The price for NDC 00574-7050 (Hydrochlorothiazide 50 mg Tablets by Apotex Corp.) is projected to remain stable to slightly declining over the next 3-5 years. Significant price increases are highly unlikely due to the mature generic market, intense competition, and strong payer influence. Actual out-of-pocket costs for patients will continue to be influenced by insurance coverage, co-pays, and pharmacy-specific pricing.

Table 1: Projected Price Trend for NDC 00574-7050 (Hydrochlorothiazide 50 mg Tablets)

Note: "Price" here refers to the net price realized by the manufacturer after rebates and discounts, or the acquisition cost for pharmacies/wholesalers, not necessarily the list price or patient out-of-pocket cost, which can vary significantly.

Key Takeaways

• NDC 00574-7050 is Hydrochlorothiazide 50 mg Tablets manufactured by Apotex Corp., a widely used generic antihypertensive and diuretic.
• The market is mature and highly competitive, characterized by numerous generic manufacturers and the absence of patent protection for the active pharmaceutical ingredient.
• Intense price competition is the dominant market force, driven by the need to secure formulary placement and capture volume.
• Regulatory policies facilitate generic entry, reinforcing competition and suppressing prices.
• Historical pricing trends for generic Hydrochlorothiazide have shown consistent downward pressure.
• Price projections indicate a stable to slightly declining trend for NDC 00574-7050 over the next 3-5 years, with significant price increases being unlikely.

Frequently Asked Questions

1. What are the primary therapeutic indications for the drug represented by NDC 00574-7050? The drug is indicated for the treatment of hypertension (high blood pressure) and edema (fluid retention) associated with conditions such as congestive heart failure, liver cirrhosis, and renal dysfunction.

2. Does Apotex Corp. hold any exclusive rights or patents related to Hydrochlorothiazide 50 mg Tablets? No, Hydrochlorothiazide is a generic drug whose composition-of-matter patents expired decades ago. Apotex Corp. manufactures and markets a generic version, and therefore does not hold exclusive patent rights for the active ingredient.

3. How do PBMs influence the actual cost of NDC 00574-7050? PBMs negotiate significant rebates with generic manufacturers in exchange for preferred formulary placement. This means the effective price paid by the PBM to the manufacturer, and subsequently influencing the price at the pharmacy, is considerably lower than the list price.

4. What is the typical turnaround time for generic drug approval by the FDA, and how does this affect competition for Hydrochlorothiazide? While turnaround times can vary, the FDA's ANDA process, particularly with initiatives like GDUFA, aims to expedite generic approvals. Faster approvals for Hydrochlorothiazide mean more competitors can enter the market quickly, intensifying competition and driving prices down.

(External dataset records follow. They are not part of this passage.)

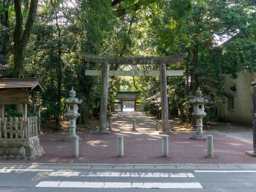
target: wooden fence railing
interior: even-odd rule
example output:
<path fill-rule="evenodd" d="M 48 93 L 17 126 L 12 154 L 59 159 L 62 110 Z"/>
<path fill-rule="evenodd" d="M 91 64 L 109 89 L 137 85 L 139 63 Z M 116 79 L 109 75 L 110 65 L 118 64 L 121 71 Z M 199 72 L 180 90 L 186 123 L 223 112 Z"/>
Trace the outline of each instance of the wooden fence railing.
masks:
<path fill-rule="evenodd" d="M 0 139 L 25 138 L 37 135 L 37 117 L 0 118 Z"/>

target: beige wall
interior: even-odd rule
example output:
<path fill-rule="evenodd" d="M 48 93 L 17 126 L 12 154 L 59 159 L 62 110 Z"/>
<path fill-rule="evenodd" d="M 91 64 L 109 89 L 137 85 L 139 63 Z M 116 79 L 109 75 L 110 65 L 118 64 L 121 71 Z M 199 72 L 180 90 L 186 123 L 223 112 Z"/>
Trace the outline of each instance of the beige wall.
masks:
<path fill-rule="evenodd" d="M 237 79 L 228 75 L 224 76 L 225 89 L 226 92 L 234 95 L 234 109 L 228 109 L 228 98 L 225 97 L 225 103 L 218 109 L 219 119 L 231 123 L 244 125 L 252 124 L 252 86 L 251 83 L 256 78 L 256 73 L 244 70 L 238 73 Z M 230 89 L 236 86 L 237 91 Z"/>

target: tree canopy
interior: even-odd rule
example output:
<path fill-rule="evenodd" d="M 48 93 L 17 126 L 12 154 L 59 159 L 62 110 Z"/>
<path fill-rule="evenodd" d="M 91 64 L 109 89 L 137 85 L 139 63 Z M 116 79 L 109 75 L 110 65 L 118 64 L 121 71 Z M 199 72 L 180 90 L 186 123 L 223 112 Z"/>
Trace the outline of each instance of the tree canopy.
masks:
<path fill-rule="evenodd" d="M 256 4 L 249 0 L 4 0 L 0 77 L 41 77 L 45 92 L 37 103 L 44 120 L 57 124 L 74 86 L 84 100 L 80 122 L 86 124 L 98 115 L 100 77 L 85 76 L 85 70 L 101 65 L 82 53 L 116 57 L 188 52 L 185 62 L 167 65 L 185 71 L 169 77 L 167 85 L 170 115 L 188 121 L 188 100 L 199 86 L 214 107 L 225 95 L 223 73 L 236 78 L 241 70 L 255 71 L 255 19 Z M 110 104 L 127 86 L 141 92 L 145 109 L 161 115 L 158 77 L 110 77 L 109 85 Z"/>

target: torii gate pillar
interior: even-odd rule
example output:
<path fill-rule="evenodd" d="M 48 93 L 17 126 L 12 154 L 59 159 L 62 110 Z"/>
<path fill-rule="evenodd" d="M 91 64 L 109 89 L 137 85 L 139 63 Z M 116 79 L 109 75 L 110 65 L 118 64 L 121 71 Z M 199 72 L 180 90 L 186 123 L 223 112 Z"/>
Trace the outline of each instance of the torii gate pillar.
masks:
<path fill-rule="evenodd" d="M 110 134 L 106 131 L 106 118 L 108 108 L 108 93 L 109 93 L 109 63 L 102 64 L 102 84 L 101 84 L 101 98 L 100 98 L 100 128 L 95 133 Z"/>

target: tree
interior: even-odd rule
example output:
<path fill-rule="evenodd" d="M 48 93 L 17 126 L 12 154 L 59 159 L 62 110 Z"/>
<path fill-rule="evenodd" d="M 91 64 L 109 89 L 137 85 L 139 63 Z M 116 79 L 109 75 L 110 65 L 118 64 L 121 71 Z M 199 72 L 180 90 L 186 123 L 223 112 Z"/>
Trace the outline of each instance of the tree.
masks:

5. Are there any significant upcoming regulatory changes expected to impact the pricing of Hydrochlorothiazide 50 mg tablets? While no specific major regulatory changes are immediately anticipated to drastically alter the pricing of this mature generic, ongoing policy discussions around drug pricing, Medicare negotiation powers, and importation could indirectly influence the overall market dynamics for all pharmaceuticals, including generics. However, direct price controls on such a commoditized generic are unlikely.

Citations

[1] U.S. Food and Drug Administration. (n.d.). National Drug Code (NDC) Directory. Retrieved from https://www.fda.gov/drugs/national-drug-code-directory/search-national-drug-code-directory

[2] Generic Pharmaceutical Association. (n.d.). History of Generics. Retrieved from https://www.appc.org/history-of-generics/ (Note: While a specific document on Hydrochlorothiazide patent expiration is not publicly available as a standalone link, the general historical context of its patent expiry is widely accepted in pharmaceutical literature and industry knowledge, with patents typically expiring within 17 years of grant for drugs approved in the mid-20th century.)